Accounts recently filed via Companies House show that Allen Ford (UK) Limited made a pre-tax loss of £12.54m in the 12 months to the end of June 2025.
The figure represents a complete collapse on the previous year’s £3.52m profit, with bosses bemoaning ‘lower new vehicle retail volumes, weaker used vehicle pricing and margins, and higher interest costs’.
The bulk of the hit came from non-cash impairment charges, where the company wrote down the value of sites and assets linked to closures, franchise exits and weaker future cash flow expectations, rather than from day-to-day trading losses.
However, the accounts do reveal a difficult year generally for the historic dealer group, with revenue also falling from £704.1m in 2024 to £669.26m in 2025.
In response, directors have ‘taken actions to restructure the business’, which have included multiple redundancies as well as the ‘exit from certain loss-making lines of business and franchise relationships’.
The documents show that redundancy and restructuring costs totalled £1.2m throughout 2025, forming part of wider exceptional costs of £10m.
The retail group also spent £8.2m on the ‘impairment of fixed assets’ as well as £0.6m on ‘goodwill impairment’.
At the end of the accounting period, the company had net assets of £49.4m and cash balances of £6.7m.

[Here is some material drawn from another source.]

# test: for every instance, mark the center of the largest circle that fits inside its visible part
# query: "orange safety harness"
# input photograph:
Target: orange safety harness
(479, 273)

Despite the loss, directors say the business remains financially stable, with sufficient funding in place.
Writing in the accounts, director Niall Hooper said: ‘During the year, the company committed to exit certain loss-making lines of business and franchise relationships.
‘As a result of revised future cash flow expectations, uncertainty over the recoverability of associated assets and unavoidable lease commitments through to lease expiry, the carrying values of related owned and leased site assets were no longer fully recoverable and were written down accordingly.
‘The redundancy and restructuring costs reflect management actions taken to align the cost base and operating footprint of the business to current market conditions.
The directors’ focus during the current financial year ending 30 June 2026 is on completing the restructuring of the business to restore profitability and improve cash generation.
‘Actions taken and underway include the exit from certain loss-making lines of business and franchise relationships, site consolidation where appropriate, headcount reduction, supplier contract review and broader cost reduction measures across the business.
‘In addition, the company has expanded its brand portfolio with new franchised brands introduced during and after the year end, which are performing profitably and are contributing positively to cash generation.’
Elsewhere, the accounts show that the firm spent £51.99m on staff costs in 2025, compared to £52.8 in 2024. This was helped by a 2.18% drop in the amount spent on wages and salaries, which came in at £46.63m.
Throughout the year, the car dealer averaged 1,148 employees, compared to 1,222 in 2024.
Bosses are now hoping that the changes will bear fruit over the coming years and are backing the firm to return to profitability in 2026.
‘The directors have started to see the initial benefit of these actions in post year-end trading and cash generation and are expecting a return to profitability for the year ended 30 June 2026 and continuing in 2027,’ Hooper added.
‘In response to evolving market conditions and our ongoing focus on operational efficiency, the group continues to undertake strategic consolidation and closures on parts of its current dealership structure.
‘This initiative aims to optimise cost structures and ensure long-term sustainability while continuing to deliver high levels of service to our customers.’